Many things happened in the field in December: EMNLP, Google released Gemini, and Mixtral appeared. January was seemingly not that packed with new events, but plenty of new interesting work popped up on arXiv.

Predicting Human Translation Difficulty with Neural Machine Translation

Folks from the University of Melbourne found out that features from NMT, most notably the target sentence perplexity and something they call flow features, are a good predictor of human translation time.

Turning English-centric LLMs Into Polyglots: How Much Multilinguality Is Needed?

A preprint from Zurich and Edinburgh experiments with instruction tuning of English LLM in multiple languages and found it helps the cross-lingual performance of LMs a lot.

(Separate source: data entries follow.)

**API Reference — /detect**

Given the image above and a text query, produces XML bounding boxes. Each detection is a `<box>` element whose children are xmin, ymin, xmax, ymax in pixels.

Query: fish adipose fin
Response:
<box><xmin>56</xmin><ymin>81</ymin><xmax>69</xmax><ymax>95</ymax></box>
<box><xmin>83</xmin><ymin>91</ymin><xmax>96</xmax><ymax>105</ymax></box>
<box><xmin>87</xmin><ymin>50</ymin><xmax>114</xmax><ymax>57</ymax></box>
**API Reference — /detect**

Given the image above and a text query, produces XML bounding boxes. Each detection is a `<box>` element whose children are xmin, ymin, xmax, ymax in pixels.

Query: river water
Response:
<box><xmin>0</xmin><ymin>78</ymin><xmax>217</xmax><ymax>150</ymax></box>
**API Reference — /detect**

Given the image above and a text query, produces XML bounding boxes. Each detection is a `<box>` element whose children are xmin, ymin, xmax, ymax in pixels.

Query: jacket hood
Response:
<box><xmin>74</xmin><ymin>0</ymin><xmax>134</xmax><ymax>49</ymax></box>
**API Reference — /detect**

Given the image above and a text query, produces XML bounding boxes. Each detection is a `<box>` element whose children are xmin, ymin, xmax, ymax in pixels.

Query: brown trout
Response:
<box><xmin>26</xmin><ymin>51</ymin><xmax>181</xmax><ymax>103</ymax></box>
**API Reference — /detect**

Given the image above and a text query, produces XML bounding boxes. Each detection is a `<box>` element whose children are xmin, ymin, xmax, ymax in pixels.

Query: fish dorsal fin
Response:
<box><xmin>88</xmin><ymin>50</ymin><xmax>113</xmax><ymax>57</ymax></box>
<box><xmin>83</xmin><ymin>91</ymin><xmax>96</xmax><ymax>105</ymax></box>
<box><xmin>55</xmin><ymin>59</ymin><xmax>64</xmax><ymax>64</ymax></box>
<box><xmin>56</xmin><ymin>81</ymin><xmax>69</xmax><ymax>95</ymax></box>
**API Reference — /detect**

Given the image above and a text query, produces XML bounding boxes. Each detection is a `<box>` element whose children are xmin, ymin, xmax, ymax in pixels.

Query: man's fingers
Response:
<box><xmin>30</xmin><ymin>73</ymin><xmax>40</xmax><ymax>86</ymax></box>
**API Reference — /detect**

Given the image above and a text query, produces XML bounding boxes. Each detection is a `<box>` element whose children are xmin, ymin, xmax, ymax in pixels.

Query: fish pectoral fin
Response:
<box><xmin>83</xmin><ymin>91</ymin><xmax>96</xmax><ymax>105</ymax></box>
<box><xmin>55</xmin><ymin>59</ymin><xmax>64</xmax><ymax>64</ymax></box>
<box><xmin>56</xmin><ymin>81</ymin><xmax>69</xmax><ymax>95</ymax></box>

They use (authentic, i.e., not machine-translated) data from the OpenAssistant dataset and try finetuning on an increasing number of languages, which on average (but not always) improves performance in various cross-lingual setups of question answering (clearly better), commonsense reasoning, and XNLI (almost no difference). They also evaluate the chat performance, but they use ChatGPT as a judge, i.e., they ask it to assess the conversation on the Likert scale. They experimented with LLaMA 2 7B and LLaMA 2 70B, and not surprisingly, bigger is better.

Multilingual Instruction Tuning With Just a Pinch of Multilinguality

There was also a preprint on a very similar topic by Google. They do instruction finetuning of PaLM 2 in multiple languages. They use more data than the previous papers, including the OpenAssistant dataset, but augment their data using machine translation. It seems they have plenty of multilingual data, but they show that as few as 40 non-English examples are enough for solid multilingual performance. However, this result might be specific for PaLM 2, which was trained with an emphasis on multilinguality (the training data mix also included parallel data). It is probably not transferable to LLaMA 2. Again, they use another LLM as a judge of the conversation capabilities, which I still think is weird.

Word Boundary Information Isn’t Useful for Encoder Language Models

A preprint from the University of Sheffield and the University of Bath empirically studies if we need markers for white spaces in subword tokenizers. Tokenizer use special symbols to indicate either that there should be a whitespace (SentencePiece uses special UTF-8 underscores as prefixes) or that it should not be a whitespace (BPE traditionally used @@). In practice, it often means that many tokens are twice in the vocabulary: with and without the markup. They finetuned BERT to only use the no-markup tokens and observed virtually no change in the GLUE and NER performance while saving a large part of the vocabulary. It would be keen to see results with multilingual models because it could save even a larger part of the embedding matrix, which is typically by far the biggest parameter of the model.

MaLA-500: Massive Language Adaptation of Large Language Models

Folks from LMU Munich, Helsinki University and Instituto Superior Tecnico in Lisbon finetune LLaMA 2 7B for 500 langauges. They extended the vocabulary to 250k using a similar strategy as they did with Glot-500: They trained unigram LM (a.k.a. SentencePiece) vocabularies independently and interpolated them. Then, they used LoRA to finetune 500 languages. They evaluate the SIB-200 (topic classification in 200 languages) and NLU datasets in 200 languages. The preprint has a nice graphic with 3-shot in-context learning. LLaMA 2-7B is, to my surprise, not that bad; XGLM is the second best, and MALA is the best.

LangBridge: Multilingual Reasoning Without Multilingual Supervision

Folks from KAIST, the University of Washington, and NAVER AI Lab experiment with something that I would call hidden state transplantation. They take the mT5 encoder and train it to have the same hidden states as Orca (which is LLaMA 2 finetuned for some reasoning tasks). At inference time, they take those transformed hidden states and let the Orca continue. They evaluate using chain-of-thought reasoning using some math tasks and get something that looks like good results (but I am not familar with the datasets at all).